There are smaller skin cells on the face than on the rest of the body. Because of this, facial skin is often more sensitive than skin on other parts of the body. Any chemical trying to get across the skin, whether it is water getting out or chemicals going in, has to negotiate its way through the barrier created by our skin cells. Since the skin cells on the face are smaller, they present less of a barrier to entry.
Our skin is designed to prevent evaporation of moisture from within its outermost layer. When the skin dries out, this protective ability is lost and the integrity of the skin suffers. For this reason, proper moisturizing is critical to both skin health and our comfort level. A good moisturizer supports two functions: it slows moisture loss and helps to draw water back into the stratum corneum.
There are two kinds of moisturizers, oil-based and water-based. Moisturizers contain different kinds of oil, and the ratio of water to oil varies from product to product. The type of moisturizer you choose should depend on your skin type. If your skin is oily, a water-based moisturizer will prevent the burdening of your pores with more oil. If your skin is dry to normal, an oil-based moisturizer works best to maintain hydration.

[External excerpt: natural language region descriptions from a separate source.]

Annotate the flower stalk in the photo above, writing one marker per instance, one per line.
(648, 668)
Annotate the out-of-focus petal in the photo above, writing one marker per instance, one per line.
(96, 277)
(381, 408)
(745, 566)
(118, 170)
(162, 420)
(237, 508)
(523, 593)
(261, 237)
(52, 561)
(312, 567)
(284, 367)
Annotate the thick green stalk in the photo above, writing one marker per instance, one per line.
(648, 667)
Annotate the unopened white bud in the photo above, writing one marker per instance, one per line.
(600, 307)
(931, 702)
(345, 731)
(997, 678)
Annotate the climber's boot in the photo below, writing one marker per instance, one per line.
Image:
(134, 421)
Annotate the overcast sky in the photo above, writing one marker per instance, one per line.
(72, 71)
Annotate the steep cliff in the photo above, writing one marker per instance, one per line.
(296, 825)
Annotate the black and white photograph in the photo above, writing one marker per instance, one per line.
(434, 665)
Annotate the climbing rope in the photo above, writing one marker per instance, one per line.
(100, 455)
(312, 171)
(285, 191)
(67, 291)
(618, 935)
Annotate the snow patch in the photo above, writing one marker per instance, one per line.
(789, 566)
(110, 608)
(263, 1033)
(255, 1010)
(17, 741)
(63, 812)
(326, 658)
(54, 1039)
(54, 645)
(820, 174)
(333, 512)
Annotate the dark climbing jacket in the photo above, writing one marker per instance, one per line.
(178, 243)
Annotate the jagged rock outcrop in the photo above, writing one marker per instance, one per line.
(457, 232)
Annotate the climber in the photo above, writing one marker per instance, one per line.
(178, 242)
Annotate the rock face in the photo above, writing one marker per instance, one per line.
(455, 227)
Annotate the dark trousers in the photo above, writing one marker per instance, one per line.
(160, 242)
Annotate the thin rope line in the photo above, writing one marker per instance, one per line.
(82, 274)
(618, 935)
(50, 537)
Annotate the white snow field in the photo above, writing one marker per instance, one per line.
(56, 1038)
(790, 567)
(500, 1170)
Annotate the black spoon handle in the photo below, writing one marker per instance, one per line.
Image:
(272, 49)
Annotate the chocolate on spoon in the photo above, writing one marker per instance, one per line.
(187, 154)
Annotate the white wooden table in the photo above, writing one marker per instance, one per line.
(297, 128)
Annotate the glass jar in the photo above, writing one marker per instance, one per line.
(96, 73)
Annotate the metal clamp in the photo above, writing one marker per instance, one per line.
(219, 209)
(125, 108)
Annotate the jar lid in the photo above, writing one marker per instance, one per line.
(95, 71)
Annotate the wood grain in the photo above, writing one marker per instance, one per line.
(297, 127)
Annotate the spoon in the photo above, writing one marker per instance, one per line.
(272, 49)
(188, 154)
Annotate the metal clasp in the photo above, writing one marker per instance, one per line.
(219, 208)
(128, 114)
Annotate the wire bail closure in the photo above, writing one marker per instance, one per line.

Many formulators like to extol and market the virtues of natural cosmetics. Here are a few widely-used natural ingredients found in skincare products on the market today:
• Alpha Hydroxy Acids (AHA’s) are used in a wide range of moisturizers and anti-aging creams. Glycolic acid is derived from sugarcane. Lactic acid from milk, malic acid from apples and tartaric acid from grapes are other natural acids. AHA’s are thought to improve skin tone and dark spots as well as to soften lines and wrinkles.
• Clay is rich in minerals and often used in facial masks, shaving products and soaps. It is an effective cleanser and considered hypoallergenic.
• Oat is a natural grain used in many cosmetics to soothe sensitive skin and relieve itching. It is also a humectant, which means it promotes the retention of moisture.
• Botanical Oils such as avocado, sunflower, olive and almond oil are commonly used natural ingredients, although some oils are considered comedogenic.
Ultimately, formulators should strive to understand the structure and function of the skin when formulating cosmetics. Having a grasp of the skins function in relationship to the cosmetic being formulated results in more effective products, which in turn will boost your bottom line.